Attari’s journey began in Mashhad, the second biggest city in Iran and the site of religious pilgrimages to the Holy Shrine of Imam Reza, the largest mosque in the world. Both of his parents are scientists—his mother a physicist who left her studies to raise her three sons, and his father a physician and public health expert. Following their intellectual example, Attari was a quizzical youth, devouring Sherlock Holmes mysteries and puzzling through math equations at the kitchen table with his mom. “My parents inspired me with their love of math and science. They taught me to think for myself,” he said. “Even as a child, I questioned everything.”
But that curiosity put him at odds with his hardline teachers, who often expelled him from classes for challenging lessons. At home, his father was under government scrutiny for raising public health concerns and giving interviews to Western media outlets like the BBC and Voice of America. When prosecution seemed imminent, Attari’s father left the country for Turkey in 2010, finally making his way to the U.S. in 2013.
At home, Attari’s family struggled financially while they awaited news from his father. Attari said he was wracked with anxiety as he approached mandatory military service at 18. Deciding they could wait no longer, Attari followed the same route as his father, leaving for Turkey by himself in 2014.
“I was a super-confident, independent kid,” Attari said. “I thought I could survive living in a cave if I had to.”
But life as refugee was more harrowing than Attari expected. The nearly 40,000 Iranian refugees living in Turkey face hardships like unemployment and discrimination, few legal protections and the constant fear that they’ll be abducted by Iranian intelligence agents, UNHCR reports. Unable to speak the language, Attari found himself isolated and depressed. As months ticked by and he waited for his family to join him, he considered giving up and returning to Iran.

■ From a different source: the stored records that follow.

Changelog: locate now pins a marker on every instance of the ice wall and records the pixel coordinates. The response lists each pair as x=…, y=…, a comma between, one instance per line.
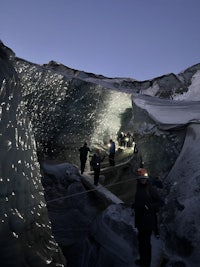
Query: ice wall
x=25, y=229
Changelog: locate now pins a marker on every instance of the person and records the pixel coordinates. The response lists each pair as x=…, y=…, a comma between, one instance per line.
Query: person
x=158, y=184
x=83, y=156
x=112, y=153
x=96, y=165
x=147, y=202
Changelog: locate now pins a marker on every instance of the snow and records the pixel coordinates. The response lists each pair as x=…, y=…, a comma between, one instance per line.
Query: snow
x=193, y=92
x=169, y=112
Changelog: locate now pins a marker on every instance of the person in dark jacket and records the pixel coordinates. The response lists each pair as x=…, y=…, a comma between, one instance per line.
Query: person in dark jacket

“The worse part was the waiting,” he said. “I just sat in my room. I didn’t study, I didn’t have friends. It was like my life was slipping away.”
After months alone, Attari’s mother and younger brother were able to travel to Turkey. But their waiting continued for weeks while the U.S. embassy processed their visa applications. In 2015, Attari and his brother landed at John F. Kennedy airport in New York and reunited with his father in Maryland. His mother arrived in the U.S. soon after.
Attari’s first days in high school were a blur of new experiences. “I was excited about everything—riding that yellow school bus, being able to take a class in theater, even getting up to go to school on a Monday morning,” he laughed. “The other students definitely thought I was weird.” His adjustment wasn’t always smooth. Attari occasionally heard fellow students make refugee jokes. At GW, he enthusiastically explored political science, philosophy and psychology courses before settling on a neuroscience degree.
“From the very first lecture, [Attari] struck me as incredibly eager to learn,” said Professor of Cognitive Neuroscience Sarah Shomstein, who recalled Attari staying after classes to discuss theoretical questions about the brain. “A mind like [his] deserves to be nurtured.”
After graduation, Attari was inundated with fellowship offers from political think tanks and institutions in Washington, D.C. But he chose to follow his passion for science to NIH, where he’ll soon begin an agency-sponsored PhD program.
Attari and his family still maintain Iranian traditions like enjoying a walnuts-and-pomegranate stew called fesenjoon and celebrating Nowruz, the Persian New Year, in March. After his naturalization ceremony, Attari said he could finally embrace his varied identities—refugee, new American citizen and scientist. It was a message he hoped would inspire other struggling young refugees. “Despite our past,” he said, “our futures are bright.”